When my mother and I tiptoed upstairs and poked our heads into my brother’s doorway that day, we witnessed for the first time a scene that would become a daily occurrence for the next two years.


On the smooth hardwood floor of my brother’s room, a branch of pea-sized red berries from the bush in the backyard was propped inside a small drinking glass. Behind them was my brother. He crouched, still as a statue, his back bent forty-five degrees forward to lean over the berries. His mouth was slightly open, leaving a one-millimeter gap between his lips. His right eye was screwed tightly shut. And his left eye - his left eye was staring not so much at the viewfinder as it was into it. As we stuck our necks around the doorframe to peek into the room, my mother and I were watching not a boy looking at a camera, but an empty body frozen in time as my brother’s soul poured through his left eye into a two-millimeter-square glass rectangle in the back of that mirrorless Fujifilm X-A2. It felt like staring through the stained-glass windows of a cathedral to spy on a private prayer. We left in silence, for once as speechless as my brother.


For the past two years, my brother has made his room his fortress, a stronghold of quiet contemplation and creation to which he retreats for hours at a time. My sister and I often think we’re home alone, only to be startled when the sudden beeping of a self-timer or snap, click sound of a shutter closing alerts us to our brother’s presence. Ever since the day my brother’s first camera came in the mail, our house has been home to a family of four and one ghost.

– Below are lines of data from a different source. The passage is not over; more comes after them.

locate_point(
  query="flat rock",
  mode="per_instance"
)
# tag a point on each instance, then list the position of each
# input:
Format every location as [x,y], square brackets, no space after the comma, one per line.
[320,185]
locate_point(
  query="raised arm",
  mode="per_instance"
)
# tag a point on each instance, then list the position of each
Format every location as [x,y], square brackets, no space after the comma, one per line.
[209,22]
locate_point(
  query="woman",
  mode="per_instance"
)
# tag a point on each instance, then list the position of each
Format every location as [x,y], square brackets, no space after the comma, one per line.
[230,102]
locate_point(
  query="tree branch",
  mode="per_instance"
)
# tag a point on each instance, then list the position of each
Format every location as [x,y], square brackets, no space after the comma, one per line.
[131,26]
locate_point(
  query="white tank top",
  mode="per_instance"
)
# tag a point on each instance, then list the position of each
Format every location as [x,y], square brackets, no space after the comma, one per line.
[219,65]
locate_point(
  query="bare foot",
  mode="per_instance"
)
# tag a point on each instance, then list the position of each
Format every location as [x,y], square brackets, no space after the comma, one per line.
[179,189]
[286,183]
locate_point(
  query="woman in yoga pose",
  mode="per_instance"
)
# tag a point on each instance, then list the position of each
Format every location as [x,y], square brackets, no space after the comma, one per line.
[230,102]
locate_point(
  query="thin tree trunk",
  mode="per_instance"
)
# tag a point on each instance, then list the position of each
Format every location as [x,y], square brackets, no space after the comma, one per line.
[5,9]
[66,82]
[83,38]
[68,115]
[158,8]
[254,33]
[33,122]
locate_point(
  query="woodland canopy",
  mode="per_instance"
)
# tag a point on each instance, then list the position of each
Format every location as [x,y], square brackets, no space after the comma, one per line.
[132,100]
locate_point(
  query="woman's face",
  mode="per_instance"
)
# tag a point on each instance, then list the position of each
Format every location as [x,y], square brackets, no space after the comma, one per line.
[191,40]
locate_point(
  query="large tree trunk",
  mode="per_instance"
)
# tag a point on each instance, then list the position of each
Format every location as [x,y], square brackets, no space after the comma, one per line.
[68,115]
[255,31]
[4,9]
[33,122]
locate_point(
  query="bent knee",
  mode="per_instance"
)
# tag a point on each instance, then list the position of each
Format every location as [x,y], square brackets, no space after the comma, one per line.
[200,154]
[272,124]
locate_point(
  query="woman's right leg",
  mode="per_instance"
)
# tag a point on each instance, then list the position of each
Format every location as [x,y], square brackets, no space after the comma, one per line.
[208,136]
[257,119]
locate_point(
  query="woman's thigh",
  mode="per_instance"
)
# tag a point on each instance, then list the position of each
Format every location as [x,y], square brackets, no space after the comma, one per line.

When I walk into my brother’s room, I have to duck under a light-diffusing fabric box, lift my knees to my belly button to avoid stepping on the excess greenscreen that pools onto the floor, lean out of the way to avoid being impaled on an umbrella light, and carefully tiptoe around the tripods, keeping my hands away from the cameras mounted on them. Inside, my brother is in one of two places: behind one of those cameras, eyes flicking back and forth as he reviews his latest shot or take, or hunched over his MacBook as he traces the outline of his body in Photoshop, one meticulous anchor point at a time. The room is silent, of course, so he always hears me come in. If I ask what he’s doing, he simply swivels his computer to face me and offers me a look.


What I see when my brother turns the screen towards me is different every day. A clip of him brushing his teeth, while his reflection in the bathroom mirror snatches his towel off the wall and runs out of frame. A photo of my brother walking on the surface of the ocean, the insertion so seamless I thought he was walking on blue glass the first time I saw it. A whirling montage of bamboo groves and temples and reflecting pools and stone gardens from our trip to Japan. An image of my brother being sucked up into a UFO over a landscape of trees and mountains, his body curved backward as if he’s being pulled into the spacecraft by an invisible umbilical cord. Every photo is a glimpse into his head, a chance to see through his eyes - a little trapdoor in the roof of the observatory where you can climb in and stand behind the telescopes and take a peek at the world.